As part of its meeting Tuesday, the Lawrence City Commission voted unanimously to approve changes to the city’s temporary special event permitting process that allow businesses more flexibility in how they use their properties, and additional options are being discussed.

Interim Planning Director Amy Miller told the commission that her office has been in contact with a lot of businesses, specifically restaurants, that are looking at ways to use their private parking lot to serve customers.

“A lot of the ones that we’ve been seeing … are restaurants that are looking to use their outdoor parking area for some outdoor dining in order to space diners out, more than just inside the restaurant, and be a little creative in how they’re serving their customers in light of the pandemic,” Miller said.

The changes approved as part of Tuesday’s meeting loosen restrictions on the permits and waive the permitting fees, according to a city staff memo to the commission. Specifically, the $50 permitting fee is waived, each permit is extended from 14 to 30 days, and businesses are allowed up to six permits per year instead of four. The changes will remain in place until the end of the year, after which Miller said they would be reevaluated.

Commissioners said they appreciated the flexibility being provided to businesses, and they encouraged city staff to continue working with the business community to provide more flexibility to safely serve customers during the pandemic.

“I think this is very important during these times to be flexible and help these businesses and help our community find ways to enjoy these businesses in a safe manner,” Vice Mayor Brad Finkeldei said.

Under Gov. Laura Kelly’s phased reopening plan, restaurants were allowed to open May 4, though with restrictions, as the Journal-World reported. If tables reach the mass-gathering limits, they must be 6 feet from other tables or must be separated by “physical barriers sufficient to prevent virus spread.” All businesses that reopen will be required to avoid having more than 10 people together in such a way that they can’t practice 6-foot social distancing. Douglas County health officials previously ordered restaurants to continue with carryout-only services through May 17 to continue preventing the spread of the COVID-19 pandemic.

In addition to the changes approved Tuesday, Miller told the commission that the city has also been in conversations with Downtown Lawrence Inc. and downtown businesses about providing more flexibility for those businesses. She said multiple options were being explored, including combining some uses not typically allowed under city code and providing more flexibility regarding alcohol sales.

“It’s a little early in the conversation for me to start suggesting things, but we are trying to work on all of that and see what we can come up with and see how we can handle that,” Miller said.

Miller said in an email to the Journal-World that there is already one special event permit in process, for Texas Roadhouse, 2329 Iowa St. She said the city has had conversations with other businesses, but no applications in process as of yet. She also clarified that the permits apply only to private property, not public right-of-way such as parking stalls downtown.

However, the special event permits are only the beginning of the conversation. Downtown Lawrence Inc. Executive Director Sally Zogry said as more downtown businesses, particularly restaurants, prepared to expand beyond curbside and online service, the conversation has been about re-visioning how downtown spaces can be used.

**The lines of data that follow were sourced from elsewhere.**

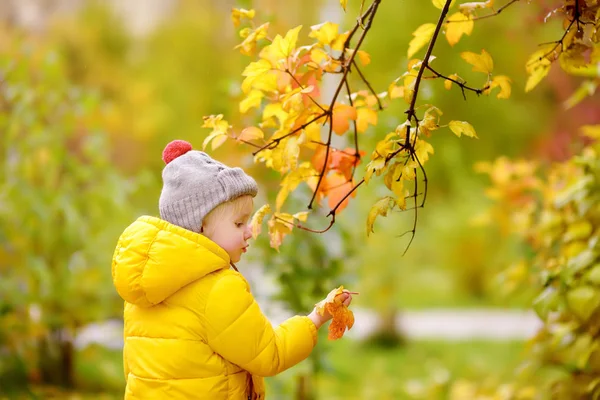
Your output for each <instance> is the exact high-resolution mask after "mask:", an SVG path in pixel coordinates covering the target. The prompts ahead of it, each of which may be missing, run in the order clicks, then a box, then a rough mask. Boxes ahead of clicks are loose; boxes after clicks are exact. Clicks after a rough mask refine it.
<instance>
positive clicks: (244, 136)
mask: <svg viewBox="0 0 600 400" xmlns="http://www.w3.org/2000/svg"><path fill="white" fill-rule="evenodd" d="M264 137H265V134H264V133H263V131H262V130H261V129H260V128H257V127H255V126H249V127H248V128H244V129H243V130H242V132H241V133H240V135H239V136H238V137H237V138H238V140H256V139H263V138H264Z"/></svg>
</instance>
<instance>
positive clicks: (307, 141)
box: [303, 123, 321, 149]
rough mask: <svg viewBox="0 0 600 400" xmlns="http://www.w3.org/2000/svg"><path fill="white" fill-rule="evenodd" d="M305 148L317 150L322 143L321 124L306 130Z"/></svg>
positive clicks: (304, 140) (309, 126)
mask: <svg viewBox="0 0 600 400" xmlns="http://www.w3.org/2000/svg"><path fill="white" fill-rule="evenodd" d="M303 132H304V135H305V137H304V146H305V147H307V148H309V149H315V148H316V147H317V146H319V143H320V142H321V126H320V125H319V124H316V123H315V124H310V125H308V126H307V127H306V128H304V131H303Z"/></svg>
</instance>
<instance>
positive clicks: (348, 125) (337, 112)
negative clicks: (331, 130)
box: [331, 103, 356, 135]
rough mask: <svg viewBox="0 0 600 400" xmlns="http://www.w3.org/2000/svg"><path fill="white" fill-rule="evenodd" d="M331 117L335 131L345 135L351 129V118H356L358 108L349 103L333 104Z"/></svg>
mask: <svg viewBox="0 0 600 400" xmlns="http://www.w3.org/2000/svg"><path fill="white" fill-rule="evenodd" d="M331 119H332V121H331V124H332V129H333V131H334V132H335V133H336V134H338V135H343V134H344V133H345V132H346V131H348V129H350V120H356V108H354V107H352V106H349V105H347V104H341V103H336V104H335V105H334V106H333V114H332V116H331Z"/></svg>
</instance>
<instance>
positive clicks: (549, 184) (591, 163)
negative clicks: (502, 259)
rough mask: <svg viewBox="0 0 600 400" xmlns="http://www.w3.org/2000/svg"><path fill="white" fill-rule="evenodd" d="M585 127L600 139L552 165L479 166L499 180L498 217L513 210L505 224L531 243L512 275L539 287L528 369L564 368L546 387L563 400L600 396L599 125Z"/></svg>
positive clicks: (516, 284)
mask: <svg viewBox="0 0 600 400" xmlns="http://www.w3.org/2000/svg"><path fill="white" fill-rule="evenodd" d="M583 133H584V135H586V136H588V137H589V138H592V139H593V140H594V143H593V144H591V145H589V146H587V147H586V148H584V150H583V151H582V153H581V154H580V155H579V156H576V157H574V158H573V159H571V160H569V161H567V162H563V163H560V164H556V165H553V166H552V167H551V168H549V170H546V171H541V169H540V168H538V167H536V166H535V165H534V164H532V163H531V162H514V163H512V162H509V161H508V160H506V159H501V160H497V161H495V162H494V163H487V164H483V165H480V166H479V169H480V171H482V172H485V173H487V174H489V176H490V177H491V180H492V183H493V185H492V188H491V189H490V191H489V195H490V197H491V198H493V199H494V200H495V203H494V210H495V211H494V213H495V215H496V218H491V220H493V221H496V220H502V219H504V218H506V216H509V221H510V222H509V224H507V225H506V228H507V229H508V231H509V232H512V233H514V234H516V235H519V237H520V238H521V239H522V241H523V243H524V244H526V245H527V246H528V247H529V248H530V254H531V255H530V256H529V257H528V258H525V259H523V260H522V261H521V262H519V263H517V267H511V271H508V273H507V274H508V275H509V276H511V277H512V278H513V280H517V281H519V282H517V283H521V284H527V285H530V284H532V283H534V284H537V286H538V287H539V295H538V297H537V298H536V299H535V301H534V305H533V307H534V309H535V311H536V312H537V314H538V315H539V317H540V318H541V319H542V321H543V327H542V329H541V330H540V331H539V332H538V333H537V334H536V335H535V336H534V337H533V338H532V339H531V343H530V349H531V351H530V357H529V358H528V360H527V364H526V368H524V369H523V371H524V373H526V372H532V371H533V372H535V371H539V369H540V368H550V369H558V370H559V371H560V372H562V374H561V375H560V378H557V379H556V380H553V381H551V382H550V387H549V388H547V391H546V392H547V393H552V395H553V396H554V397H553V398H557V399H580V398H581V399H583V398H586V399H587V398H598V396H600V381H599V380H598V373H599V372H600V324H599V323H598V321H599V319H598V317H600V230H599V229H598V227H599V226H600V125H594V126H585V127H584V128H583ZM542 173H543V178H542V177H541V175H542ZM500 213H504V215H505V217H501V216H500ZM517 269H518V270H520V271H521V273H515V271H516V270H517ZM518 286H519V285H518V284H516V285H515V287H518Z"/></svg>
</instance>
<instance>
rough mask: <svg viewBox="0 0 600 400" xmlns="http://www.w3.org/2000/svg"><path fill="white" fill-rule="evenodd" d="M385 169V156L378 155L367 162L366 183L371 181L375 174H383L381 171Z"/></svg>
mask: <svg viewBox="0 0 600 400" xmlns="http://www.w3.org/2000/svg"><path fill="white" fill-rule="evenodd" d="M384 169H385V158H383V157H378V158H376V159H374V160H372V161H371V162H369V163H368V164H367V166H366V167H365V176H364V179H365V183H367V184H368V183H369V180H371V176H372V175H373V174H375V175H376V176H379V175H381V173H382V172H383V171H384Z"/></svg>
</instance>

“We are thinking big and bold and a change, because this is not business as usual,” Zogry said. “Things are going to be different for a long time.”

Zogry noted that some downtown restaurants already have limited indoor seating, and further reducing capacity because of social distancing may not be financially viable. She said ideas being discussed included a more flexible city permitting process for sidewalk dining and the ability for dining or other business to expand into parking stalls or the street. She said the latter could include temporarily converting portions of some side streets to pedestrian areas that could be used for outdoor dining or other business.